Wirtualne Police i okolice - forum dyskusyjne

Inne tematy => Strefa kobiet => Wątek zaczęty przez: anita w Stycznia 12, 2012, 15:13:29

Tytuł: suknia ślubna - czyszczenie
Wiadomość wysłana przez: anita w Stycznia 12, 2012, 15:13:29
Doradźcie mi proszę gdzie mogę oddać do czyszczenia suknię ślubną żeby wróciła bezpieczna?
Tytuł: suknia ślubna - czyszczenie
Wiadomość wysłana przez: planeta w Stycznia 12, 2012, 19:38:57
Nigdzie nie dają gwarancji, że suknia wróci cała... Wszędzie jest "oddaje się na własną odpowiedzialność". Mi pani w salonie doradziła, że dużo lepiej jest samemu w vanishu w wannie wymoczyć, a duże zabrudzenia delikatnie przetrzeć taką szczoteczką miękką do czesania włosków dzieci. I tak tez zrobiłam- suknia jak nowa:) i bez obaw, że się zniszczy.
Tytuł: suknia ślubna - czyszczenie
Wiadomość wysłana przez: koko w Stycznia 12, 2012, 23:40:55
spokojnie możesz oddać suknię do pralni przy ulicy Wojska Polskiego.
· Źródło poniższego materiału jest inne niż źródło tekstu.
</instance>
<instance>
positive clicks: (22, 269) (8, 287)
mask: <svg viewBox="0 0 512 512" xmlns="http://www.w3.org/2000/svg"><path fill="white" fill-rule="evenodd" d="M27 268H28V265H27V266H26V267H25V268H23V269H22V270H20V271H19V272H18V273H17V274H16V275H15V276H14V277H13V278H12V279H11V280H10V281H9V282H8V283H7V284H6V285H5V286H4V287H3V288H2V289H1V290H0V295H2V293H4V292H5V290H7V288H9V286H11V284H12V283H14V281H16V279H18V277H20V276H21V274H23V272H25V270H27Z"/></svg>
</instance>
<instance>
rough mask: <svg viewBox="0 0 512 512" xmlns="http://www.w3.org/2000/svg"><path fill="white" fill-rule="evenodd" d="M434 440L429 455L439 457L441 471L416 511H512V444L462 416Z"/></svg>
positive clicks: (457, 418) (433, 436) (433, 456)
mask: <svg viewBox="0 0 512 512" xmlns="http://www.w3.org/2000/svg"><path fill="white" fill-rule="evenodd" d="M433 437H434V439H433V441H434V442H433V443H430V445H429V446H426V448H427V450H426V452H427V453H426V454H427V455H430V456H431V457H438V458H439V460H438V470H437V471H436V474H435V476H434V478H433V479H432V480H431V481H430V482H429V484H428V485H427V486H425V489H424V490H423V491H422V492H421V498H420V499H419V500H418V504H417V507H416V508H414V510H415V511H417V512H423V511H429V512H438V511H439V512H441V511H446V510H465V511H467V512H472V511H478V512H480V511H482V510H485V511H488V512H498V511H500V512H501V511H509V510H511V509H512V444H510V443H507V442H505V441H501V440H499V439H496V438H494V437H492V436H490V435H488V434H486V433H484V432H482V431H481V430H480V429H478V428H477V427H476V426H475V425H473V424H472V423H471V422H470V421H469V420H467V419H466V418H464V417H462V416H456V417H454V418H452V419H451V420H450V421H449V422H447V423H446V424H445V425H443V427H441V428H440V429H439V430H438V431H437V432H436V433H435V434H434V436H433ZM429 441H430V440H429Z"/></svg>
Tam pani bardzo ładnie doprowadzi ją do porządku. Oddawałam tam suknię i wróciła jak nowa. Nie pamiętam, ile zapłaciłam. Chyba 150 złotych, ale lepiej sama zapytaj.
Planeta, pierwszy raz słyszę, że lepiej samemu uprać suknię. Jaka pani Ci to doradziła, a jakim salonie? Fryzjerskim? Nie wyobrażam sobie, by robić to samodzielnie. Prasowanie musi być koszmarne, chyba że suknia jest podłej marki.
Tytuł: suknia ślubna - czyszczenie
Wiadomość wysłana przez: anita w Stycznia 13, 2012, 08:29:51
dziękuję za radę. a co do prasowania to świetnie się sprawuje myjka parowa. moja suknia po sesji zdjęciowej była jak psu z gardła a za chwilę do kościoła trzeba było lecieć. kilka pociągnięć parą  i była prościutka  :jupi:
Tytuł: suknia ślubna - czyszczenie
Wiadomość wysłana przez: karolina w Lutego 08, 2012, 20:50:16
ja swoją czyściłam na wojska polskiego. wróciła w stanie idealnym -czysta, wyprasowana.
Tytuł: suknia ślubna - czyszczenie
Wiadomość wysłana przez: planeta w Lutego 09, 2012, 19:43:09
Cytat: "koko"
pierwszy raz słyszę, że lepiej samemu uprać suknię. Jaka pani Ci to doradziła, a jakim salonie? Fryzjerskim? Nie wyobrażam sobie, by robić to samodzielnie. Prasowanie musi być koszmarne, chyba że suknia jest podłej marki.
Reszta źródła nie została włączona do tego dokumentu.